カナタは屋根に上がる時に使ったはしごで下に降りると、スバルが言った内容をハルカに伝えた。
「とりあえずは何とかなったって事ね。じゃ、こっちに来ている分を叩けば問題なしね」
そう言うが早いか、着いて来ている六番隊の隊員に声をかけると先へと走って行こうとする。
「ハルカ!二類感染者もいたらしい。気をつけろよ」
止める間もなく走り出したハルカにそう声をかけると、ハルカは振り返らず右手を挙げて了解の旨を伝えてきた。
「あいつ、ここまで走ってきたのに、ろくに休憩なしで行くつもりかよ」
その背中を見つめながらカナタはそう独りごちた。そして思い返す。そういえばあいつ元陸上部だったな、と。ゆずと共に急ぎ目に国道の方に移動しながらカナタは思いを巡らせた。
世界がこんな風になってから二年が経つ。二年前まではカナタもハルカも、前線にいるであろうスバルやダイゴも普通に高校に通っていた。
世界は平和でそのまま学校を卒業して、進学したり就職したりして……大して変わらない日常を過ごしていくんだろうと思っていたのに。
いや、思ってもいなかったのかもしれない。それが当たり前すぎて、そんなこと気にもしていなかったか……
少なくともその当時は当たり前だと思っていた平和な世界は意外と簡単に壊れてしまった。

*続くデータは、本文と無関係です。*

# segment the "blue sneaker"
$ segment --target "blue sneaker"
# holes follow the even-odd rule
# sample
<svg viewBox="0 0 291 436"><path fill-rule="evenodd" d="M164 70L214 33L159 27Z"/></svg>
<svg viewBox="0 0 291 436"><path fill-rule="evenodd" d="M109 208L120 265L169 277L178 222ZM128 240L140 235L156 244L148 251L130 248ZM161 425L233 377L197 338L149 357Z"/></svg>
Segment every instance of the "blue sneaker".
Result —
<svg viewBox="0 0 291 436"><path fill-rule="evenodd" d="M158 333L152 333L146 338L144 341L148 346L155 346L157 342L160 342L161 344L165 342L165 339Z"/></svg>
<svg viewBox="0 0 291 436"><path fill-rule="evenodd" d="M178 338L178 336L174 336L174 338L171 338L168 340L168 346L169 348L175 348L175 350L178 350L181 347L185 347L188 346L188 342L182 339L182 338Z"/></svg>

人が住める領域はまだまだ狭く、いまだほとんどのエリアは、ゾンビのように徘徊する感染者が支配している。
ある日、突然町に現れた一人の感染者から爆発的に拡がり、いまでは非感染者の方が少なくなってしまった。
ここ、四国に作られた四つの都市以外の所では、どれだけの人が残っているかも定かではない。
平和だった日常が、危険な非日常へと変わり果てた。
カナタはその日のことを今でも覚えている。
道路の先を見ると、こっちに向かっていた感染者も対処できたのか、ハルカたち六番隊が談笑しながら歩いて戻ってきている。ダイゴやスバルの姿も見え、犠牲を出すこともなく終えることができてホッとしたのか、ふと思い出していた。